High level reading / listening about Bayesian methods
First, I carefully re-listened to the first 5 minutes or so of episode 10 of The Talking Machines podcast for another excellent overview of a concept from Ryan Adams, this time on Markov Chain Monte Carlo a.k.a MCMC. What was most interesting to me was where MCMC fits within Bayesian Inference:
- In Bayesian models, we write down some joint distribution between stuff we can see in the world (the data we can observe) and some properties of the data that we want to understand. We can use conditional probability to reason about the things we can’t see given the things we can see. Ideally we could marginalize away maybe things we can’t see but that we don’t care about. This comes up e.g with LDA maybe we don’t care about what particular topic is assigned to one word in a document—we’re more interested in what’s going on in the corpus in general, integrating out the specific assignments.
- Marginalization is something that we do a lot of, but unfortunately it involves summing out some big state space, or integrating over a big state space. Integration is something that is something that is hard to do.
- Aside: we can divide a lot of the computations we do in ML and stats into two categories:
- finding the best configuration that we frame in terms of optimization
- integrating out different possible configurations looking at many different hypothesis, and that’s what marginalization or integration is about
- There are many approaches to marginalization.
- Sometimes, in a few models, it turns out that you can do marginalization exactly using something like dynamic programming. You can propagate information on a graph and perform a hard sum or a hard integral
- More often, you have complicated data and you have to do something fancier. This field is known as approximate inference. Quite a few different ways to think about this. Two dominating approaches:
- Variational inference: try to come up with an approximating distribution
- Markov Chain Monte Carlo
Ok so that frames MCMC within Bayesian inference as one of the main techniques for marginalization.
So what is MCMC:
- What we’re trying to do is ask questions about the data, and we can often write these questions as expectations under distributions. The idea of Monte Carlo is that we can use samples from a distribution, compute their averages and those give us estimates of these expectations we want to compute. Many questions we ask about data can be framed in these terms.
- The problem is that, in addition to integration being hard, drawing samples from distributions is hard.
- The idea of Markov Chain Monte Carlo is that we can define a random walk where the steps in the random walk are simple and have a small set of rules, such that we can write an algorithm to simulate the random walk. As we run this random walk forward, it will converge to a sample from this very complicated distribution.
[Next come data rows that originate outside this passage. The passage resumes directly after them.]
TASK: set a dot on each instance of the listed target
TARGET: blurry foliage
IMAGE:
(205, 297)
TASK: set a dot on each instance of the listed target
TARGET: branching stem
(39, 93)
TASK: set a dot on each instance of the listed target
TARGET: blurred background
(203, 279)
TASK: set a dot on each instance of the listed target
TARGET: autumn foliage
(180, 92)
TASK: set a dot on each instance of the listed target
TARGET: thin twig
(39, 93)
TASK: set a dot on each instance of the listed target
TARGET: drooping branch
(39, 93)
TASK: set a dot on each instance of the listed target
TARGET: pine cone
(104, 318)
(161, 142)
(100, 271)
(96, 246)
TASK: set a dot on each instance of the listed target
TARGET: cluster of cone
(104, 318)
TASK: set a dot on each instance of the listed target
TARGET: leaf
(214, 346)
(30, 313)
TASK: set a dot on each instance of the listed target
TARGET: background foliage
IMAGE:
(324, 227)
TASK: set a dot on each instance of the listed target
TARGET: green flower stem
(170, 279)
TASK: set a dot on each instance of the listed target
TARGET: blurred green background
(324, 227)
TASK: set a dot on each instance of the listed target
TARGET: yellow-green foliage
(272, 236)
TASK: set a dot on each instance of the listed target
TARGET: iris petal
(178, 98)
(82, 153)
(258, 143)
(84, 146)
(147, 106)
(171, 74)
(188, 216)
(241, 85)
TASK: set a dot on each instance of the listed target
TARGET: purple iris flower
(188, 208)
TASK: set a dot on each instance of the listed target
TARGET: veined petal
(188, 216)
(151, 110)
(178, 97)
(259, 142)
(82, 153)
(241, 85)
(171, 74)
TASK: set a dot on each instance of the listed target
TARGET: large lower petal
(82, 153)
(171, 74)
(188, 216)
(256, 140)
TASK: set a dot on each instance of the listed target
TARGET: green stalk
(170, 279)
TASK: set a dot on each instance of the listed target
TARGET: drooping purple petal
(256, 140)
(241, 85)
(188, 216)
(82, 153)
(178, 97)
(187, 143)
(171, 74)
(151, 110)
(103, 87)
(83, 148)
- MCMC dates back to last century, a big advance came with the Metropolis Hastings algorithm which was developed surrounding the Manhattan Project
- MCMC is the gold standard for performing statistical inference in some of the hardest problems in stats, ML and physics. It can be challenging and slow to perform, still an active area of research.
This is close to a transcript from the episode, worth a quick listen if you'd like to hear it from Ryan himself.
The Master Algorithm
I remembered that The Master Algorithm also talked about MCMC towards the end of its chapter on Bayesian methods, so I went back and re-read that next. It has a nice build up from bayes theorem to naive bayes classification to markov chains to bayesian networks to markov networks.
Next I remember that I had this video from the PyData conference on my YouTube watch later list:
I watched it and it got be excited about some of the bayesian statistical libraries like PyMC3.
Overall I think Bayesian / graphical models are exciting because they have the promise of providing insight in the model itself along with the predictive power you'd get with something like a neural network:
I think following up working through a book like that could be a nice follow up to the Python Machine Learning book. But the trick is to not have so many days like today that I don't even get finished with that :)
An ML Study Buddy
A fun outcome of the HN Coverage of my sigmoid notebook is that a fellow aspiring ML expert, VJ, reached out to me, and we'd scheduled a skype call for today. We ended up comparing notes and experiences in our efforts to craft a good curriculum and geeking out about all things ML and programming for a while. One frustration we share is in finding material that does a good job of both providing rigor and giving enough background to help gain intuition behind the concepts. E.g pages of formal definitions or "for dummy" watered down analogies, but the key seems to be to connect the two together.
We plan to keep in touch and work through some of the Python ML book together and attack a Kaggle data set as well. VJ seems to have a stonger stats background and has offered to help me get over any probability theory humps which is great.